Differentiable Rendering

There was a series of talks about this relatively new topic in (mostly) offline rendering. Differentiable rendering is writing your renderer s.t. you can take derivatives of your rendering functions with respect to parameters like models, camera view, light positions, etc. With derivatives you can now formulate various optimization problems around your renderer. The most interesting one I saw was a paper on optimizing light arrangements in a 3D scene via "differentiable light tracing". One of the applications was taking a fully baked scene from Quake III arena, and reconstructing the original light positions (based on the baked light map) into something that could be used for modern real time lighting. Something like RTX Remix could really use this technique, since often times we have no idea where the lights were placed after the fact.

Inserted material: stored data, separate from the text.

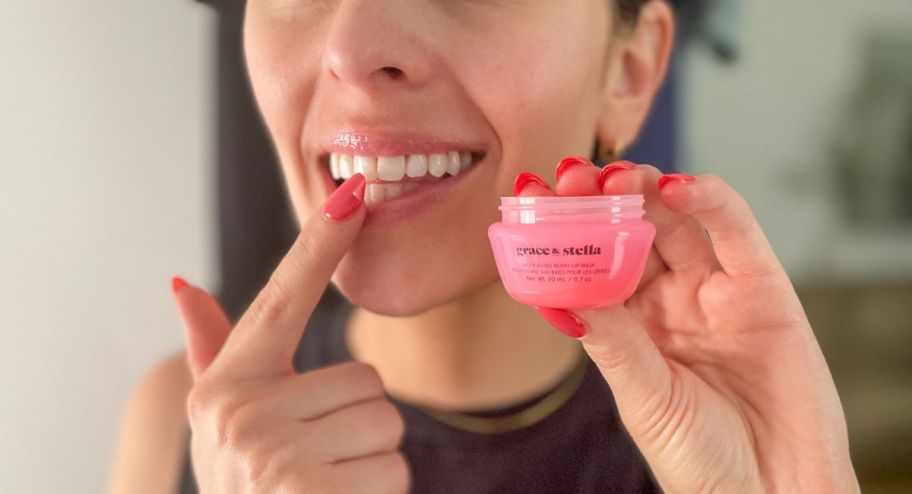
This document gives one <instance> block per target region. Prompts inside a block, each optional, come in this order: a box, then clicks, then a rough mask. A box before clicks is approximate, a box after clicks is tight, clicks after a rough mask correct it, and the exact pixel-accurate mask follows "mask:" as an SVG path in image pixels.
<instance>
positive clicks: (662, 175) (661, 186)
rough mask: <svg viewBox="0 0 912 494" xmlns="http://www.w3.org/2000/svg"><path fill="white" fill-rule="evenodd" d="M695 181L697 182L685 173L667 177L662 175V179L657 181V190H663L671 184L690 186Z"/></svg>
mask: <svg viewBox="0 0 912 494" xmlns="http://www.w3.org/2000/svg"><path fill="white" fill-rule="evenodd" d="M695 180H697V179H696V178H695V177H693V176H691V175H688V174H686V173H669V174H668V175H662V178H660V179H659V189H664V188H665V186H666V185H668V184H670V183H671V182H678V183H681V184H692V183H694V181H695Z"/></svg>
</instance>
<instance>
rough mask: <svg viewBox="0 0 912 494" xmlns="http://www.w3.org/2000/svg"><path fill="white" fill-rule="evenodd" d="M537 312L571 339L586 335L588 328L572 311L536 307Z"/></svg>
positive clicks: (559, 309)
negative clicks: (587, 327)
mask: <svg viewBox="0 0 912 494" xmlns="http://www.w3.org/2000/svg"><path fill="white" fill-rule="evenodd" d="M535 310H537V311H538V313H539V314H541V315H542V317H544V318H545V320H546V321H548V322H549V323H551V325H552V326H554V327H555V328H557V329H558V330H559V331H560V332H561V333H564V334H565V335H567V336H569V337H571V338H582V337H583V336H585V335H586V326H585V325H584V324H583V323H582V322H581V321H580V320H579V319H577V318H576V316H574V315H573V313H572V312H570V311H567V310H564V309H549V308H547V307H536V308H535Z"/></svg>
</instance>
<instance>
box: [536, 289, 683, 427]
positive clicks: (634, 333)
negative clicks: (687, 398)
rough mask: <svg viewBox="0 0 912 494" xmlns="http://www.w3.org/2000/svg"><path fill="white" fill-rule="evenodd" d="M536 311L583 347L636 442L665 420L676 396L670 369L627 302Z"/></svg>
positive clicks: (552, 324) (666, 362)
mask: <svg viewBox="0 0 912 494" xmlns="http://www.w3.org/2000/svg"><path fill="white" fill-rule="evenodd" d="M537 309H538V311H539V313H540V314H541V315H542V316H543V317H544V318H545V319H546V320H547V321H548V322H550V323H551V324H552V325H554V326H556V327H557V328H558V329H559V330H561V331H563V332H564V333H567V334H569V335H571V336H574V337H577V338H579V340H580V341H581V342H582V343H583V348H584V349H585V350H586V353H588V354H589V357H590V358H592V361H593V362H595V364H596V366H597V367H598V368H599V370H600V371H601V373H602V376H604V378H605V380H606V381H607V382H608V385H609V386H610V387H611V391H612V394H614V399H615V401H616V403H617V407H618V412H619V413H620V416H621V419H622V420H623V421H624V425H625V426H626V427H627V429H628V430H629V431H630V433H631V435H633V436H634V438H635V439H636V436H637V435H639V434H638V433H645V432H646V431H648V430H649V429H650V428H651V426H652V425H654V424H655V423H656V422H655V421H657V420H662V416H663V415H664V414H665V412H666V411H667V410H666V408H667V407H666V405H667V403H668V399H669V397H670V395H671V383H672V372H671V368H670V367H669V366H668V363H667V362H666V360H665V357H663V356H662V353H661V352H659V350H658V348H656V346H655V343H653V341H652V339H651V338H650V337H649V335H648V334H647V332H646V328H644V327H643V325H642V323H640V321H639V320H638V319H637V318H636V317H635V316H634V315H633V314H632V313H631V312H630V311H628V310H627V308H626V307H624V305H623V304H618V305H614V306H611V307H605V308H598V309H587V310H577V311H574V312H570V311H566V310H563V309H546V308H540V307H539V308H537Z"/></svg>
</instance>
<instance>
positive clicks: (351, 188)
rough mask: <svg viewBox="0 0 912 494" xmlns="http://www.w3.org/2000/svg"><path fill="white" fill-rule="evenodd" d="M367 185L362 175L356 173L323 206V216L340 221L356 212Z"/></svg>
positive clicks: (332, 195) (344, 183) (343, 183)
mask: <svg viewBox="0 0 912 494" xmlns="http://www.w3.org/2000/svg"><path fill="white" fill-rule="evenodd" d="M366 185H367V183H366V181H365V180H364V175H361V174H360V173H356V174H354V175H353V176H352V178H350V179H348V180H346V181H345V182H344V183H343V184H342V185H340V186H339V187H338V188H337V189H336V190H335V191H333V193H332V194H331V195H330V196H329V199H327V200H326V204H324V205H323V216H325V217H326V218H327V219H330V220H334V221H342V220H344V219H346V218H348V217H349V216H351V215H352V214H354V213H355V211H357V210H358V208H360V207H361V204H363V203H364V188H365V187H366Z"/></svg>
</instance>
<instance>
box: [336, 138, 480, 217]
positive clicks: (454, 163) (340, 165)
mask: <svg viewBox="0 0 912 494" xmlns="http://www.w3.org/2000/svg"><path fill="white" fill-rule="evenodd" d="M483 158H484V153H478V152H473V151H465V150H452V151H448V152H440V153H429V154H409V155H400V156H359V155H352V154H344V153H329V154H328V155H324V156H323V157H322V158H321V162H323V164H324V166H326V167H327V168H328V170H329V174H330V176H331V177H332V179H333V181H334V182H335V184H336V186H338V185H340V184H342V182H343V181H344V180H346V179H348V178H351V177H352V176H353V175H355V174H356V173H360V174H362V175H364V178H365V179H366V180H367V189H366V193H365V197H364V202H365V203H366V204H368V205H375V204H379V203H382V202H385V201H389V200H392V199H395V198H397V197H400V196H404V195H409V194H411V193H413V192H416V191H418V190H420V189H422V188H425V187H429V186H432V185H434V184H436V183H438V182H441V181H444V180H447V179H449V178H451V177H455V176H457V175H459V174H461V173H464V172H465V171H466V170H469V169H470V168H472V167H473V166H475V165H476V164H477V163H478V162H479V161H481V160H482V159H483Z"/></svg>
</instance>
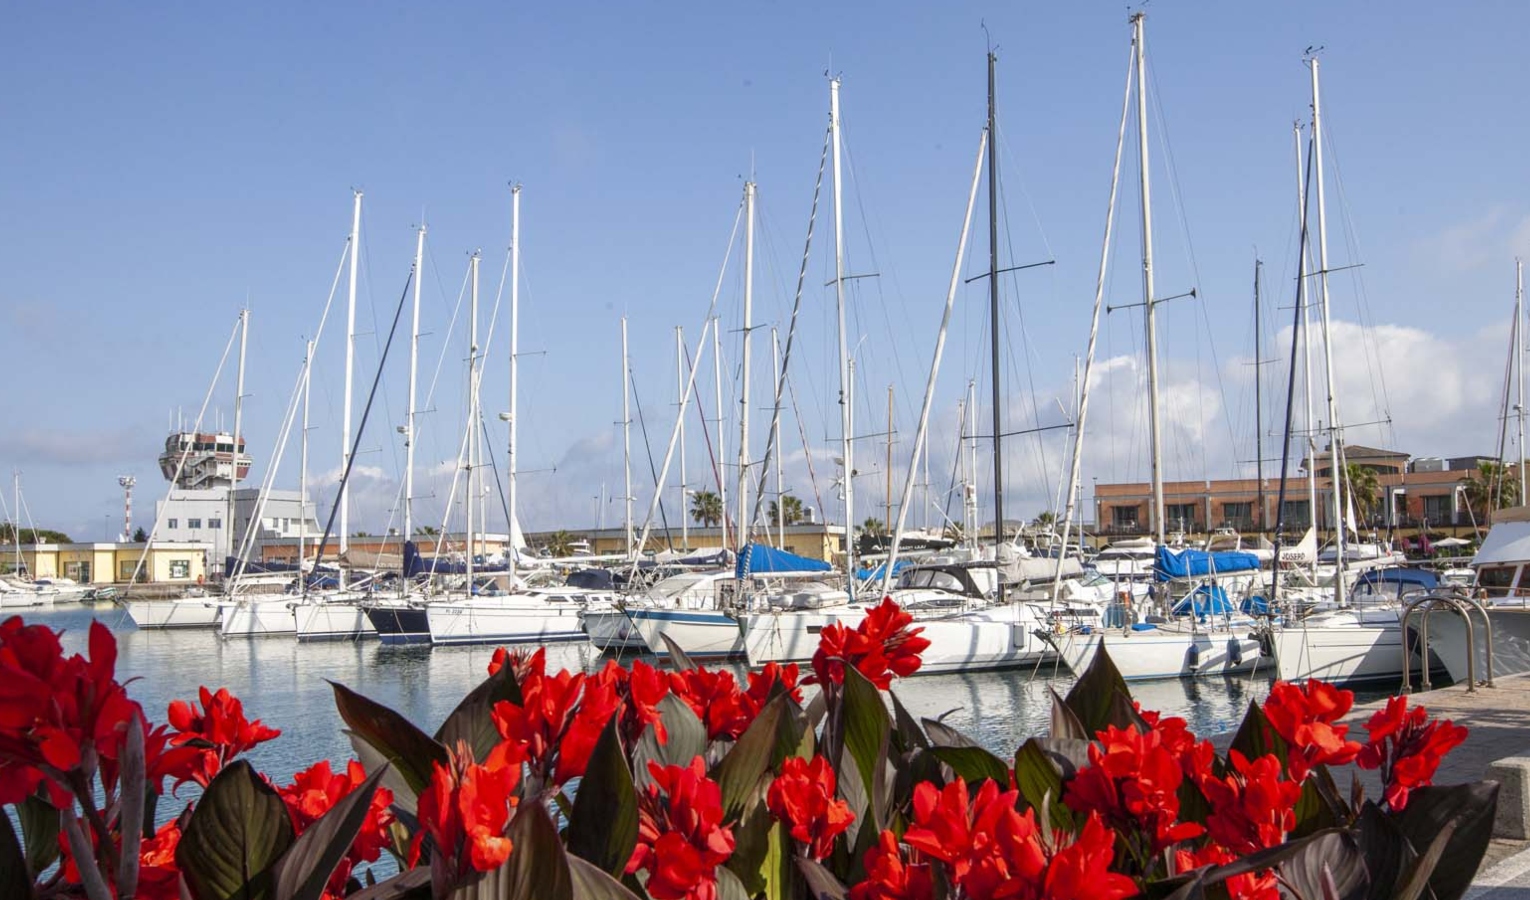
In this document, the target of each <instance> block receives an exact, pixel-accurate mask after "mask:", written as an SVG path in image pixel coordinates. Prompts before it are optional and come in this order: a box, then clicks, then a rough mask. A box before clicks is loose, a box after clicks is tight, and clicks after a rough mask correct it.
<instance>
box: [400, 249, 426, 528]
mask: <svg viewBox="0 0 1530 900" xmlns="http://www.w3.org/2000/svg"><path fill="white" fill-rule="evenodd" d="M424 272H425V227H424V225H421V227H419V233H418V234H416V236H415V312H413V318H412V321H410V331H409V412H407V413H405V416H404V427H402V429H401V430H402V432H404V540H410V539H413V537H415V412H416V410H415V403H416V401H415V395H416V387H418V384H419V285H421V282H424V280H425V279H424Z"/></svg>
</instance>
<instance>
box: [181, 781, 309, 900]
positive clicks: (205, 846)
mask: <svg viewBox="0 0 1530 900" xmlns="http://www.w3.org/2000/svg"><path fill="white" fill-rule="evenodd" d="M289 846H292V822H291V819H288V811H286V807H285V805H283V804H282V797H280V796H277V791H275V788H272V787H271V785H269V784H266V781H265V779H263V778H260V774H257V773H256V770H254V768H251V765H249V762H246V761H243V759H239V761H236V762H233V764H229V765H226V767H225V768H223V771H220V773H217V778H214V779H213V784H210V785H207V791H205V793H203V794H202V799H200V801H197V804H196V808H194V810H193V811H191V817H190V819H188V820H187V825H185V830H184V831H182V833H181V843H179V845H176V865H177V866H179V868H181V877H182V879H185V885H187V888H188V889H190V891H191V895H193V897H194V898H196V900H234V898H239V900H260V898H265V897H274V894H272V868H274V866H275V862H277V860H278V859H280V857H282V854H283V853H286V851H288V848H289Z"/></svg>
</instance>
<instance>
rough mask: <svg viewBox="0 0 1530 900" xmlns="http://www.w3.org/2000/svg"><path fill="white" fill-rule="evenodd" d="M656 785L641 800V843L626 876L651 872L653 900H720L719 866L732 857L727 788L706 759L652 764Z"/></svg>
mask: <svg viewBox="0 0 1530 900" xmlns="http://www.w3.org/2000/svg"><path fill="white" fill-rule="evenodd" d="M649 773H650V774H652V776H653V782H652V784H649V785H647V788H646V790H644V791H643V796H640V797H638V845H636V846H635V848H633V849H632V859H629V860H627V874H633V872H638V871H647V874H649V880H647V883H646V885H644V886H646V888H647V892H649V897H653V900H716V897H718V874H716V872H718V866H719V865H722V863H724V862H727V860H728V857H730V856H733V830H731V828H728V827H727V825H724V823H722V790H721V788H719V787H718V782H715V781H711V779H708V778H707V768H705V764H704V762H702V759H701V756H698V758H695V759H692V761H690V765H659V764H658V762H649Z"/></svg>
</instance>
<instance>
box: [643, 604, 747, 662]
mask: <svg viewBox="0 0 1530 900" xmlns="http://www.w3.org/2000/svg"><path fill="white" fill-rule="evenodd" d="M627 615H629V617H630V618H632V624H633V626H635V628H636V629H638V634H640V635H641V637H643V643H644V644H646V646H647V647H649V651H650V652H653V654H658V655H661V657H667V655H669V646H667V644H666V643H664V638H662V637H659V635H666V637H669V638H670V640H672V641H675V644H676V646H679V649H681V651H684V652H685V655H688V657H693V658H711V660H718V658H734V657H742V655H744V632H742V631H741V629H739V621H737V620H736V618H733V617H731V615H728V614H727V612H722V611H718V609H633V608H629V609H627Z"/></svg>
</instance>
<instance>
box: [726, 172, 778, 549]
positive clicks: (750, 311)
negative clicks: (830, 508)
mask: <svg viewBox="0 0 1530 900" xmlns="http://www.w3.org/2000/svg"><path fill="white" fill-rule="evenodd" d="M753 328H754V182H753V181H747V182H744V352H742V358H741V361H739V364H741V367H742V370H741V373H739V490H737V491H736V493H737V501H739V530H737V534H736V537H734V540H736V543H737V549H744V545H745V543H748V540H750V519H753V516H751V513H750V332H751V329H753ZM768 531H770V530H768V528H767V533H768Z"/></svg>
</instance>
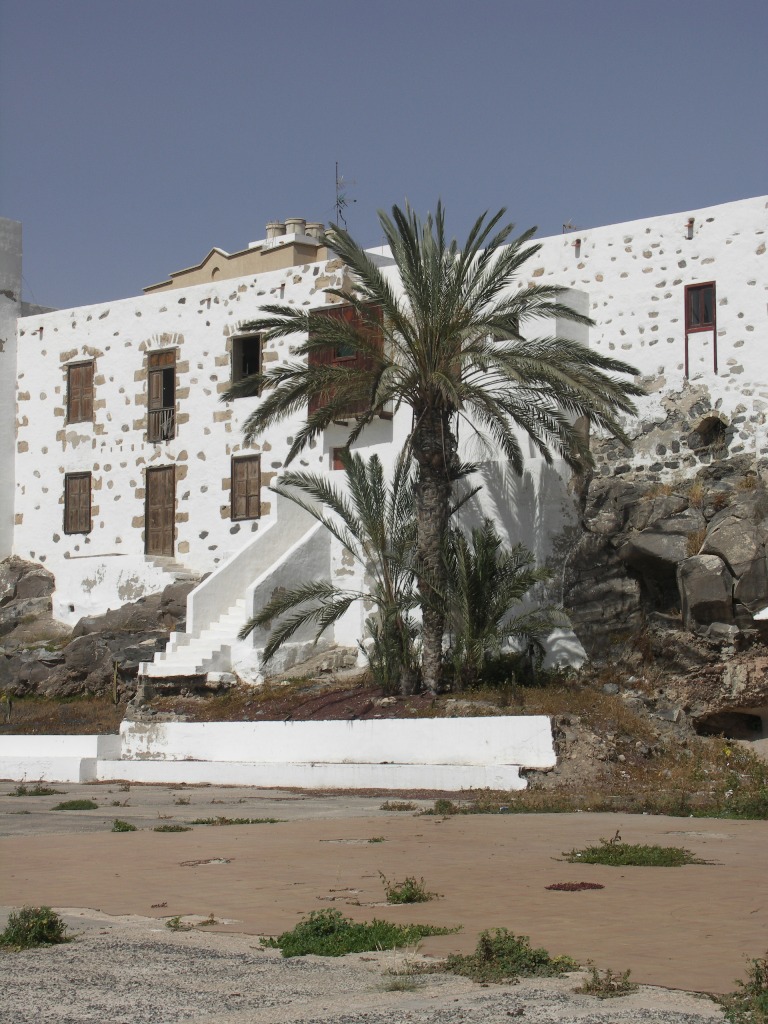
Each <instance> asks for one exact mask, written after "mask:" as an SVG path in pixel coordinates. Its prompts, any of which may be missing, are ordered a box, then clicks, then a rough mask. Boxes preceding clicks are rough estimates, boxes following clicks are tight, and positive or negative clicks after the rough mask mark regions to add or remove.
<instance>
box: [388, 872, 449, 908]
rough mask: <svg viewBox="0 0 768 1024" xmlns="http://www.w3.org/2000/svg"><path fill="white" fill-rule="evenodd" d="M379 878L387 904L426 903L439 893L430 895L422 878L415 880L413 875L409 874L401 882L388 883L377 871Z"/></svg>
mask: <svg viewBox="0 0 768 1024" xmlns="http://www.w3.org/2000/svg"><path fill="white" fill-rule="evenodd" d="M379 878H380V879H381V883H382V885H383V886H384V893H385V894H386V897H387V903H428V902H429V901H430V900H432V899H435V898H436V897H437V896H439V893H431V892H429V891H428V890H427V888H426V887H425V885H424V879H423V878H421V879H417V878H414V876H413V874H409V876H408V878H406V879H403V880H402V882H390V881H389V879H388V878H387V877H386V876H385V874H383V873H382V872H381V871H379Z"/></svg>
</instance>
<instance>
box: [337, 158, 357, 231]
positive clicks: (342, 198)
mask: <svg viewBox="0 0 768 1024" xmlns="http://www.w3.org/2000/svg"><path fill="white" fill-rule="evenodd" d="M353 184H354V181H349V182H347V181H345V180H344V178H343V177H341V175H340V174H339V161H338V160H337V161H336V202H335V203H334V209H335V210H336V226H337V227H338V226H339V221H341V222H342V223H343V225H344V227H346V226H347V219H346V217H345V216H344V211H345V210H346V208H347V207H348V206H349V204H350V203H356V202H357V200H356V199H349V197H348V196H347V193H346V189H347V187H348V186H349V185H353Z"/></svg>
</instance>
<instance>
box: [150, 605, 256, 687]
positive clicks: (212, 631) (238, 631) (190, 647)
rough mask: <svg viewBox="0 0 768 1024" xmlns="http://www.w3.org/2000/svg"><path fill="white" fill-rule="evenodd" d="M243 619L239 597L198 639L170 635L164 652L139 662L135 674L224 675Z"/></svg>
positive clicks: (245, 608)
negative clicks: (136, 673)
mask: <svg viewBox="0 0 768 1024" xmlns="http://www.w3.org/2000/svg"><path fill="white" fill-rule="evenodd" d="M247 618H248V614H247V612H246V601H245V598H241V599H240V600H239V601H236V602H234V604H233V605H231V607H230V608H228V609H227V610H226V611H225V612H224V613H223V614H222V615H219V617H218V618H217V620H216V621H215V622H214V623H211V625H210V626H208V627H207V628H206V629H204V630H203V631H202V632H201V633H200V635H199V636H190V635H189V634H188V633H176V632H173V633H171V635H170V636H169V638H168V644H167V646H166V649H165V650H164V651H161V652H160V653H158V654H156V655H155V659H154V660H153V662H144V663H142V664H141V666H140V668H139V674H140V675H142V676H146V677H148V678H151V679H160V678H173V677H179V676H201V675H207V674H208V673H209V672H228V671H229V670H230V668H231V646H232V641H233V640H234V639H236V638H237V636H238V634H239V633H240V631H241V630H242V629H243V627H244V626H245V624H246V621H247Z"/></svg>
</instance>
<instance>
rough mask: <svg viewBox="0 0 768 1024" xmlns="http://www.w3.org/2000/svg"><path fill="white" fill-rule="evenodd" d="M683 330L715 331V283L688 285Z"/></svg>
mask: <svg viewBox="0 0 768 1024" xmlns="http://www.w3.org/2000/svg"><path fill="white" fill-rule="evenodd" d="M685 330H686V332H688V333H690V332H691V331H714V330H715V283H714V282H709V283H708V284H706V285H688V286H687V288H686V289H685Z"/></svg>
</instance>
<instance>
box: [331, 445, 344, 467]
mask: <svg viewBox="0 0 768 1024" xmlns="http://www.w3.org/2000/svg"><path fill="white" fill-rule="evenodd" d="M346 452H347V450H346V449H345V447H338V449H331V469H343V468H344V456H345V454H346Z"/></svg>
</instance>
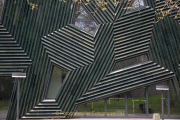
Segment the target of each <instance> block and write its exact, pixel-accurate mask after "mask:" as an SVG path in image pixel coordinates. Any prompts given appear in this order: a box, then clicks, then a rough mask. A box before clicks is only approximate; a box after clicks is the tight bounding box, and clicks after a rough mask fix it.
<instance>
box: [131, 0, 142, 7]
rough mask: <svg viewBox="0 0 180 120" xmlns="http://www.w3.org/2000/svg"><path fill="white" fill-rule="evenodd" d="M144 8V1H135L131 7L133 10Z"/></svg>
mask: <svg viewBox="0 0 180 120" xmlns="http://www.w3.org/2000/svg"><path fill="white" fill-rule="evenodd" d="M144 6H145V2H144V0H135V1H134V2H133V3H132V5H131V7H133V8H139V7H144Z"/></svg>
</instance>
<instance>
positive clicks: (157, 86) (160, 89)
mask: <svg viewBox="0 0 180 120" xmlns="http://www.w3.org/2000/svg"><path fill="white" fill-rule="evenodd" d="M156 90H161V91H162V93H161V96H162V98H161V99H162V120H164V104H163V103H164V102H163V90H169V86H168V85H156Z"/></svg>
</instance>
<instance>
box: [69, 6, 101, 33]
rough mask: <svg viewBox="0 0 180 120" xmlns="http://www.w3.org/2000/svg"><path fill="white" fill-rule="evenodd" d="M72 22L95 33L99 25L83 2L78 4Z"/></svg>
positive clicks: (88, 31) (74, 12) (75, 10)
mask: <svg viewBox="0 0 180 120" xmlns="http://www.w3.org/2000/svg"><path fill="white" fill-rule="evenodd" d="M72 24H74V25H75V26H77V27H79V28H80V29H82V30H84V31H87V32H89V33H91V34H95V32H96V30H97V28H98V25H97V23H96V22H95V21H94V19H93V18H92V16H91V15H90V14H89V13H88V11H87V10H86V9H85V8H84V7H83V5H81V4H76V7H75V11H74V15H73V20H72Z"/></svg>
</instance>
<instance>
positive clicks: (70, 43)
mask: <svg viewBox="0 0 180 120" xmlns="http://www.w3.org/2000/svg"><path fill="white" fill-rule="evenodd" d="M42 43H43V45H44V48H45V49H46V52H47V53H48V57H49V58H50V60H51V62H52V63H54V64H56V65H59V66H60V67H62V68H63V69H64V70H67V71H70V70H74V69H77V68H80V67H83V66H85V65H89V64H91V63H92V62H93V61H94V42H93V36H92V35H91V34H88V33H86V32H81V30H79V29H77V28H76V27H75V26H73V25H68V26H66V27H64V28H62V29H61V30H58V31H55V32H53V33H51V34H49V35H48V36H45V37H43V38H42Z"/></svg>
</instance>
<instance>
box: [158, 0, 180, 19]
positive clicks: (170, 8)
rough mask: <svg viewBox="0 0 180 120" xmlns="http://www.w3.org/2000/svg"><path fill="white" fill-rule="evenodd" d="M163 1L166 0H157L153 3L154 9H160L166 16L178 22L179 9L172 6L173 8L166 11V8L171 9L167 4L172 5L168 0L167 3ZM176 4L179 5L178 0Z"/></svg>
mask: <svg viewBox="0 0 180 120" xmlns="http://www.w3.org/2000/svg"><path fill="white" fill-rule="evenodd" d="M165 2H167V1H157V2H156V4H155V8H156V10H157V11H158V12H159V11H161V9H162V11H163V12H166V15H167V16H169V17H171V18H173V19H174V20H177V21H178V22H180V14H179V10H178V9H177V8H176V7H175V6H174V8H172V11H170V12H168V10H169V9H171V8H168V5H171V6H172V4H171V3H170V2H169V1H168V2H167V3H165ZM176 5H177V7H180V1H178V2H177V4H176Z"/></svg>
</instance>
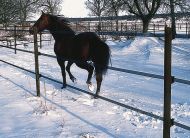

Advanced in Real-Time Rendering in Games

This in some ways was almost the main event for me. Highly recommended by co-workers, it was a series of back-to-back presentations of production-focused game technologies. Some of the topics went a bit over my head since I don't work in those areas (yet), but I found a few of them very useful and interesting:

Neural Light Grid: Modernizing Irradiance Volumes with Machine Learning by Michał Iwanicki (Activision)

Variable Rate Shading with Visibility Buffer Rendering by John Hable (Visible Threshold)

Shipping Dynamic Global Illumination in Frostbite by Diede Apers (EA | Frostbite)

Hair

Real-time Physically Guided Hair Interpolation by Jerry Hsu and Real-time Hair Rendering With Hair Meshes by Gaurav Bhokare

Stylized Production

Real-time Refraction Shader for Animation by Antoine Domon

Dynamic Screen Space Textures for Coherent Stylization by Brent Burley

Character Animation: 2D, 3D, Robots

Text-guided Synthesis of Crowd Animation by Xuebo Ji

Interactive Design of Stylized Walking Gaits for Robotic Characters by Michael A. Hopkins

Mobile Graphics

Moving HypeHype towards Physically Based Rendering by Sebastian Aaltonen

Electronic Theater

About 2 hours of short animated films. Some really inspiring stuff, and all I know is that the French are onto something.

Denver Downtown

I definitely did not expect it to be this hot in Denver in July. It was even worse than what we were getting in the Bay this year. Food in downtown Denver ranges from alright to honestly pretty bad. But there is a Giordanos which I was pleasantly surprised by.